Thinking that if I only managed to become enough, ‘perfect’, I would at some point be accepted and acknowledged by my parents and I wouldn’t have to hide who I was anymore, so I didn’t factor in the consequence of that never coming to fruition.

The longer I carried on hiding the real me, the more she squirmed and screamed to come out on the inside, leading to frustration, depression, nervousness, anxiety and violent outbursts directed at myself. Realising that this was an indefinite situation made everything seem impossible to me and I lost all sense of control. I needed to regain it somehow, just so I could find a routine, some predictability, that I was in control of.

Then I turned 12 and the hormones came flooding in. Overnight, my juiced up brain had found a solution – magic.

As you can probably gather, with the emergence of hormones and teenage angst, all that nervous energy and tension I had worked so hard to suppress needed to come out. One way or another. I needed some soret of coping mechanism. So my brain channelled the agitation and restlessness into strict control patterns with very specific rules as to what was required to avoid horrible outcomes.

This was when my intrusive thoughts started. The stress resulting from my hopelessness made me feel like I was in a body that wasn’t mine, so my OCD “helped” me create an eating disorder so that I wouldn’t risk gaining weight. It “helped” me to sit still in class (trust me, you’re not going to move if you know that the consequence is that you’ll get HIV). It “helped” me to act in a way that was palatable to others.

Until it didn’t. The ADHD is strong in this one, and the fact remains that my brain is wired differently. Of course behaving in a way that was the opposite of what was natural for me was bound to be detrimental. And the OCD is selfish. It is a tool of self-harm. It has no respect or empathy for the individual, which makes the individual lose respect for themselves. OCD nurtured the masking, whereas the hyperfocussed me was trapped behind its riddles and punishments, only to be able to show itself in those milliseconds the OCD wasn’t paying attention.

I would start getting vocal tics in public, that I hadn’t experienced – and long suppressed the memory of – since childhood. I would cut off every spot that dared show itself on my face with toenail scissors. I missed the bus to school on so many occasions due to climbing the stairs ‘incorrectly’ and having to redo them and my emotional dysregulation gave me terrible guilt for being so bloody useless. This, in turn, exacerbated my OCD.

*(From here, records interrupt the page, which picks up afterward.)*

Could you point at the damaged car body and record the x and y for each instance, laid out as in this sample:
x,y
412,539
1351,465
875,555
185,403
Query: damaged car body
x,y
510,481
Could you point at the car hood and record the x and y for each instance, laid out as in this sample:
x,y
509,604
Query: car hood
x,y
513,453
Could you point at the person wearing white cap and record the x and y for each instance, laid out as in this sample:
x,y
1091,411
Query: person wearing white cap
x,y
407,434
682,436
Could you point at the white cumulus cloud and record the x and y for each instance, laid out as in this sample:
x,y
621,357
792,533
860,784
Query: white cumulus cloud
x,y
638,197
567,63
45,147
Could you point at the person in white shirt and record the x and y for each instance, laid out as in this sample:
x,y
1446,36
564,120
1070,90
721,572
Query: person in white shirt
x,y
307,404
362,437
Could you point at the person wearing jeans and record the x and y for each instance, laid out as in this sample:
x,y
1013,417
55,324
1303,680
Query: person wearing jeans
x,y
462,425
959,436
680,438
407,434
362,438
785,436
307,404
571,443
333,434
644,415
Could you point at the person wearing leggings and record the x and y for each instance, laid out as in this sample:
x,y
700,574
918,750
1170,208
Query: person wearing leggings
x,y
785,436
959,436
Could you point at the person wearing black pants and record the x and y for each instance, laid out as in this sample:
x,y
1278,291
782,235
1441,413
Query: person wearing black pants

At some point, I lost track of who I was and how I needed to cope in order to really live. At the same time, I was able to hide my ADHD traits well enough so that no one would notice or make sure I sought help. And when I finally did, as a fully grown, completely dysfunctional adult, I kept on masking because I didn’t realise how that could have helped me from the start. I mean, I wanted them to help me, I didn’t want them, too, to think I was too much.

By some miracle, I met an expert that recognised it despite my beautifully appointed mask and to them I am eternally grateful.

But that didn’t happen until I was at least 18 months into my so-called recovery journey, with countless failed treatments behind me.

Therefore, I would advise all mental health professionals to look up from their pad once in a while, because maybe then you will notice the fidgeting, the nervousness, the intense stare we get when we are interested, that can make a lot of people get the wrong idea about our intentions. This can make you realise that the OCD is a comorbidity to ADHD and not just an add-on to CPTSD.